Mom, how can I stop crying when my brain is still sad? Mason Thomas Maguire
I went to my daughter Megan’s house this week to help with her boys while her husband was out of town for a convention. Megan had a class in at her work and her days began at six thirty teaching, often lasting through the evening meal. So Nana rode in on a white horse(or a white donkey?) to the rescue arriving to loud shouts of praise and acclamation from three of our grandsons. My days began early with snuggles and laughter followed by the multi-tasking required to feed, clothe and transport small children to and from school. Matthew takes a bus to his neighborhood school but Mason’s special class is in a school in town so he must be driven in.
Every morning we walk in with the other children and parents at Ward Elementary, many colors, ethnic backgrounds, typically and atypically developing, all converging in a swarm on the school doors. I smile at the African American mother who walks her son in on crutches. Maximiliano, Mason’s friend, and “my girl Donna” are already in the classroom at the computers and look up smiling as we enter. The principal speaks to Mead and calls him by name, teasing him a little as we leave.
Then it is on to Mead’s school where I join in the parade of parents and grandparents bringing their little ones to the pre-school at Lewisville Methodist Church. I watch the Pap Paw in overalls, driving a pick up truck and wearing his cell phone blue tooth in his ear, walk his granddaughter into the building. I smile at the mothers and fathers and grandparents who have the privilege of being a part of the daily routine for these children. So much joyful energy concentrated in this one place lifts my spirits.
In the evening of the first day, we go to eat at the boys favorite restaurant, The Statue of Liberty. Its real name is the Liberty Restaurant but the statue of Lady Liberty in the front translated by the literal minds of children has resulted in a name change. She stands washed in gold paint over a sea foam green background, holding her torch aloft, a sign of fine dining for the boys. It is a down home place with leatherette covered booth seats, home made potato salad, salmon patty specials and waitresses who have worked there for years. Like the bar in “Cheers”, everybody knows your name.
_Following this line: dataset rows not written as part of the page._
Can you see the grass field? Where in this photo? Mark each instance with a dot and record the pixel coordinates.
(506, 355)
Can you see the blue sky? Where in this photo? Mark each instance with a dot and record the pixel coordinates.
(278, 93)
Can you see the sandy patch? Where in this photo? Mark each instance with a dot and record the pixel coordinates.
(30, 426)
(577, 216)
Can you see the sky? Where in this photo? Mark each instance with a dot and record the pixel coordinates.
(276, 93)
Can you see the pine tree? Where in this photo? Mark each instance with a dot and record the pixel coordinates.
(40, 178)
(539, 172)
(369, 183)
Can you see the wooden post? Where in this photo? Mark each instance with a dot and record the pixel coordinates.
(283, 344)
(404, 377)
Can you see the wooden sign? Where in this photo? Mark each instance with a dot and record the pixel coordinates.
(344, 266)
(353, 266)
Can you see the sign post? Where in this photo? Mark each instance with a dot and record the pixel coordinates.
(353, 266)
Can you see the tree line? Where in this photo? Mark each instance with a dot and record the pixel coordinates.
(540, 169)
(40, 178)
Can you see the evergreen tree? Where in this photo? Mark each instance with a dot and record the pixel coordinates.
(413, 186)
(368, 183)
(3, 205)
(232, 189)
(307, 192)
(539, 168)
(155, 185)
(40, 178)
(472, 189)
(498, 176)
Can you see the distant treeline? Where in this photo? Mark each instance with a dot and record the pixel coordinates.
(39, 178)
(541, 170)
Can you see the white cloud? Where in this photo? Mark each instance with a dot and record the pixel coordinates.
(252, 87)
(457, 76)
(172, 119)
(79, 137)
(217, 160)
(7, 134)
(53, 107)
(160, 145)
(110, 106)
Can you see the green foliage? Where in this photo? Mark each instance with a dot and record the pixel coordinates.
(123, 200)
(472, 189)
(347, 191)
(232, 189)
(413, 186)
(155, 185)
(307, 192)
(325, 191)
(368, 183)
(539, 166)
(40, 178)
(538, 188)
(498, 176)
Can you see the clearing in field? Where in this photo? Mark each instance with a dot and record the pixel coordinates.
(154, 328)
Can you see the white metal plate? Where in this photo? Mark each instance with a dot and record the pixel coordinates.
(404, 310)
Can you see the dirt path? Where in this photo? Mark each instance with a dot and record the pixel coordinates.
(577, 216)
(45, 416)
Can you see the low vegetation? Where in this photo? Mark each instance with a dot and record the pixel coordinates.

We order and sit with the boys, talking about their day. Megan and I catch up on the schedule for the next day. Matthew asks how long I will be staying and I tell him I will be leaving Wednesday. A few minutes later we look at Mason and see his lower lip trembling, eyes brimming and running over with tears that streak down his dusty little cheeks. One of the ways Mason’s autism is manifested is in a slower processing of information. He had just realized I would be leaving and was already grieving my departure. “Mom, could you hold me?”, Mason asked as his tears continued to flow. Megan held him and tried to comfort him with the prospects of coming to the farm next week for Easter with Nana and Pop. Looking up at her with tear streaked cheeks, he asked, “How can I stop crying when my brain is still sad?”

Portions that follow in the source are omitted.